For many Partnerships, LLPs and companies, under the Mental Health Discrimination Act 2013, in the case of a Director/Partner losing their mental capacity they cannot be removed as a Director for that company. This will leave the company in a difficult position, where the best way around this, is to apply for a Deputyship, which as we all know is a timely and costly procedure. For a Sole Trader, if they lose their mental capacity, in most cases this would result in losing the business as there is no one able to take it on and keep it running, or to wind up or sell the business. For all those who are dependent on the business that could no longer function, despite the business owner or director no longer having capacity, these people can sue the estate of the owner/director for negligence.
For these very reasons, we would recommend setting up a business/commercial LPA, so a business owner, director or partner can appoint an individual(s) to act in their place should this ever occur.
How are they different?
Commercial LPAs are different to a normal LPA for a couple of reasons, more so than just the basic preparation and drafting of the documents. For example, the nature of the business, the articles of associations and any partnership or shareholder agreements need to be consulted to ensure that they allow the creation of an LPA, and if not, they will need amending.
The appointment of attorneys need to be carefully considered based on not only trust, but if they are capable of the doing the job in a way that the donor would do. For example, the donor will need to consider if their chosen person is familiar with the business, or at least the market of the business along with sharing the same business ideas as the donor to ensure they act in the best interest of the donor.

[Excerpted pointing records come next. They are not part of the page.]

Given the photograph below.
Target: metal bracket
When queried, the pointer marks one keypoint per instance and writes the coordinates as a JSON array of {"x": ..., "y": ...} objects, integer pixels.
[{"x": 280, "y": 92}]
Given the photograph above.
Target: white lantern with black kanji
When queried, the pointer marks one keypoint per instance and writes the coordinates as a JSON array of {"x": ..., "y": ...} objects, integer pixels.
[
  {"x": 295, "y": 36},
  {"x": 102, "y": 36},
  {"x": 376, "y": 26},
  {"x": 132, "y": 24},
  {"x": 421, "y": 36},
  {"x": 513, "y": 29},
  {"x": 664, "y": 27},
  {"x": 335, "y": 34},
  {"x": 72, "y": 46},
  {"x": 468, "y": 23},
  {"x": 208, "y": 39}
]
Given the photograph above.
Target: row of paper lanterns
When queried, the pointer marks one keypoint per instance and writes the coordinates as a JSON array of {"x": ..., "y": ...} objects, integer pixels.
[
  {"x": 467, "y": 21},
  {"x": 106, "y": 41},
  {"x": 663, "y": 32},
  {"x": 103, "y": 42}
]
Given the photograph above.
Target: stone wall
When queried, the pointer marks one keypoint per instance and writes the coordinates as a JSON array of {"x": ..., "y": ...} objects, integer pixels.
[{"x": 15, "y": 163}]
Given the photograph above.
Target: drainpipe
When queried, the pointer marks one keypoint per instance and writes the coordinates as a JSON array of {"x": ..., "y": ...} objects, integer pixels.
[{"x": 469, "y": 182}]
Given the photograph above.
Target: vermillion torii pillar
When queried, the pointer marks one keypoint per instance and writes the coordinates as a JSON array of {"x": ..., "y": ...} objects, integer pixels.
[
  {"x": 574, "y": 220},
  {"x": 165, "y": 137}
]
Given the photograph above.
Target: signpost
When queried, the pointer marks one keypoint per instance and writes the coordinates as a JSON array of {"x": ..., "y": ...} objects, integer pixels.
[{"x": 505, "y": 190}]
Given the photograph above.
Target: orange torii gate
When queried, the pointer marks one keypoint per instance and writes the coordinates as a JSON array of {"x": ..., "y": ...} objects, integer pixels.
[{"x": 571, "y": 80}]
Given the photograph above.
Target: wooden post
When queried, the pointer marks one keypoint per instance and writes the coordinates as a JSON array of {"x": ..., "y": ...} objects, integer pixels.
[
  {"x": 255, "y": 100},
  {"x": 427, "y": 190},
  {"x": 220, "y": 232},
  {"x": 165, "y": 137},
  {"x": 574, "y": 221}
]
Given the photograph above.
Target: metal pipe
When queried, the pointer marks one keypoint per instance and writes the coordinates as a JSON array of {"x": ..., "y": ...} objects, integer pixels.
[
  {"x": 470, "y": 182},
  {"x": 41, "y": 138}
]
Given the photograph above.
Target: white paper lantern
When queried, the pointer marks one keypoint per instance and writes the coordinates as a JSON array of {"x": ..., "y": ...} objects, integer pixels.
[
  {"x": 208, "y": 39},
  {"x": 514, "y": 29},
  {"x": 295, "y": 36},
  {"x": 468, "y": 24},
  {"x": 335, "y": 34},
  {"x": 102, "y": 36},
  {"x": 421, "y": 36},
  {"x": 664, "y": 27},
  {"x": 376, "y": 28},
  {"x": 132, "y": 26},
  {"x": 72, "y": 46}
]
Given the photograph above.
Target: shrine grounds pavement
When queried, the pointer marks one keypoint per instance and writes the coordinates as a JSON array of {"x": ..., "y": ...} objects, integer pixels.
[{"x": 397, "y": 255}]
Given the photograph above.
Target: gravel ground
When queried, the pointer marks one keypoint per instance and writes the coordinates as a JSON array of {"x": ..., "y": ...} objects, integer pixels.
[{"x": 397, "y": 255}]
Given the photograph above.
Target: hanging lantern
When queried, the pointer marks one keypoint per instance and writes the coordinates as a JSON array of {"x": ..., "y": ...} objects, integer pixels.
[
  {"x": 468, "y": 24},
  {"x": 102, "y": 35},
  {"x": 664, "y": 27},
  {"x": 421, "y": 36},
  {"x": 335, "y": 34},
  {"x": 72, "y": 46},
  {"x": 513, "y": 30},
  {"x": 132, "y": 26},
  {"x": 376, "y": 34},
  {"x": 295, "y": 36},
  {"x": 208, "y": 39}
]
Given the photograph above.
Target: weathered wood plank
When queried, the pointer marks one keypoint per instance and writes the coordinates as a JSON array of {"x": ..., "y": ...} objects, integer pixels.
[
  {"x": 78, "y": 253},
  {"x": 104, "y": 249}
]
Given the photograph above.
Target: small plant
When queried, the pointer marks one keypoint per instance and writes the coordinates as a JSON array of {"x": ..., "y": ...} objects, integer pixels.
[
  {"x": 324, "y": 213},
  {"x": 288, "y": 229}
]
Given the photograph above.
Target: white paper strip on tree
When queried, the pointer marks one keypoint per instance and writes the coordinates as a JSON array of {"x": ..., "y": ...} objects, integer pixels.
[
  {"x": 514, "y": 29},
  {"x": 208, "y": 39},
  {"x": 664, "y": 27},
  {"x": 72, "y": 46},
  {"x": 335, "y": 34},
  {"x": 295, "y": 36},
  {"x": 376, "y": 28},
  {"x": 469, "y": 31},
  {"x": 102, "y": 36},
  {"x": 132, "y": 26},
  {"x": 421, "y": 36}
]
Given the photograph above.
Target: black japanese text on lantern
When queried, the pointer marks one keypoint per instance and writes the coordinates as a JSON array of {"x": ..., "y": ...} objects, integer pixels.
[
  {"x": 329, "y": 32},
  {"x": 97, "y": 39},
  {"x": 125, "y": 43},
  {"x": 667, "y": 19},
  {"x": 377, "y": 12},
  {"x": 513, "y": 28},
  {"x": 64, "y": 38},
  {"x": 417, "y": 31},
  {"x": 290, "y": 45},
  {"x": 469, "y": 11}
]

When an Attorney is appointed, they must take out their own Personal Liability Insurance to ensure that there are protected whilst acting on behalf of the Donor. The Donor needs to understand the business value, the value of money and what their intention behind making the Commercial LPA is. The Attorneys must also be made aware of this, and what the working practices of the business is and who the business competitors are.
Before the Attorneys accept their roles they must understand the responsibilities that they will have as both Attorney and effectively a director. This means any contracts that the business has in place, they must oblige by. The Health and Safety regulations and policies that the Donor has in place must also be followed, the requirement of insurance and any tax implications of the business. This again, is best achieved by appointing an Attorney that shares similar views to that of the Donor.
When taking the instructions, you must ensure that the Donor is who they say they are within the business e.g. are they a director? What kind of business is it, e.g. Partnership, LLP, Company, and is it a registered company regulated by the CA? Are there other types of Powers in existence that prevent the creation of a Commercial LPA, or a substitute director, i.e. a ‘Shadow director?
You must also ensure that there are no other businesses that the Donor is a partner or director of. If there is more than one, it is highly recommended that an LPA is created per business. If the LPA is created for business affairs in general, the OPG will consider this too vague and reject the document. If we appoint an LPA for multiple businesses, if one business should cease trading, the LPA will cease to exist, as the LPA will specify that the appointment refers to all businesses. The Donor should not be too concerned over the costs, as these will be company documents, the company should be able to endure the costs.
Because of how much there is to consider with these documents, WillPack do recommend taking a course on Commercial LPAs along with having a good understanding of Company Law.